Studies from Dr. Tao Wang’s laboratory discover that a novel β-alanine transporter is required for visual neurotransmission in Drosophila

On Augest 14th, 2017, Dr. Tao Wang’s laboratory published in eLife a paper titled "The β-alanine transporter BalaT is required for visual neurotransmission in Drosophila". Researchers studied the mechanism of neurotransmitter recycling in fruit fly, and revealed a β-alanine transporter are required for visual neurotransmission.
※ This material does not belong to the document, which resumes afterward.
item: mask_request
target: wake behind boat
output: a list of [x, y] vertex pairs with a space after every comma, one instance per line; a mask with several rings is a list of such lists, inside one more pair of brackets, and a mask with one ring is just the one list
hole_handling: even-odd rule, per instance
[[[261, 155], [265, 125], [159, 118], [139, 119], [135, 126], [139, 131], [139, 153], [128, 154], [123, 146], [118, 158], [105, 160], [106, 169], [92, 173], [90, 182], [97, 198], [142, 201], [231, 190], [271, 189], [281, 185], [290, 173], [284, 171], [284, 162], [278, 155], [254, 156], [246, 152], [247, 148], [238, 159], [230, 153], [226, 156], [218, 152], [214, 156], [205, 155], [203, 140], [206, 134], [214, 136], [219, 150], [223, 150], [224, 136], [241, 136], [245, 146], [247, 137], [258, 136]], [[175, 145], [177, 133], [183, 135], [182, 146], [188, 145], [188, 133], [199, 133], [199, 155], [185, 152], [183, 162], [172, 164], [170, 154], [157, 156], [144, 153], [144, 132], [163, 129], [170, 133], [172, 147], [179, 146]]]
Neurotransmitters act as a messenger in the chemical synaptic transmission, they play an important role in the normal physiological function of animals. Neurotransmitters are usually recycled after their release to maintain the capacity of synaptic transmission. Glial cells clear neurotransmitters from synaptic clefts, and a network between neuron and glia is required for recycling neurotransmitters for sustained signaling. In fruit fly, Drosophila, photoreceptor cells use histamine as their major neurotransmitter to activate histamine-gated chloride channels (HisClA) on large monopolar cells (LMCs) in the lamina and hyperpolarize these postsynaptic neurons. Histamine recycling has particular importance for sustained, light-induced synaptic transmission, as visual transmissions signal at high frequencies. The released histamine is recycled through neighboring glia, where it is conjugated to β-alanine to form carcinine. After delivered back to photoreceptors, carcinine is hydrolyzed to release histamine and b-alanine. This histamine is repackaged into synaptic vesicles, but it is unclear how the b-alanine is returned to the laminar glial cells for efficient histamine clearance and reuse.

To reveal mechanisms of β-alanine recycling, we screened head-enriched putative transporter genes for the ability to transport β-alanine in vitro. This led to identify an SLC22 family member, which we named BalaT (Beta-alanine Transporter). BalaT is expressed in retinal pigment cells, into which β-alanine is taken up and stored. Loss of BalaT disrupts neurotransmission at photoreceptor cell synapses, and thus balat mutant flies are blind. Furthermore, the gap junction proteins Inx1 and Inx3 were required in retinal pigment cells for β-alanine trafficking back to laminar glial cells and sustaining visual neurotransmission. We therefore provide evidence for a novel β-alanine recycling pathway, in which β-alanine that is released from photoreceptor cells is taken up and stored by retinal pigment cells, and then delivered to laminar glia via gap junctions, where histamine is inactivated by conjugation with β-alanine. Our work reveals a BalaT-dependent β-alanine trafficking pathway that is critical for maintaining histamine levels in neurons, and provides direct evidence for a long-distance neurotransmitter trafficking that involved intercellular networks among photoreceptor cells, retinal pigment cells and laminar glial cells.

PhD students Yongchao Han and Liangyao Xiong from the Tao Wang’s laboratory are co-first authors of the study; other contributors include Dr. Ying Xu and TianTian from the Tao Wang’s laboratory. Dr. Tao Wang is the corresponding author. The study was supported by the Chinese Ministry of Science and Technology 973 Grants, and was conducted at the National Institute of Biological Sciences, Beijing.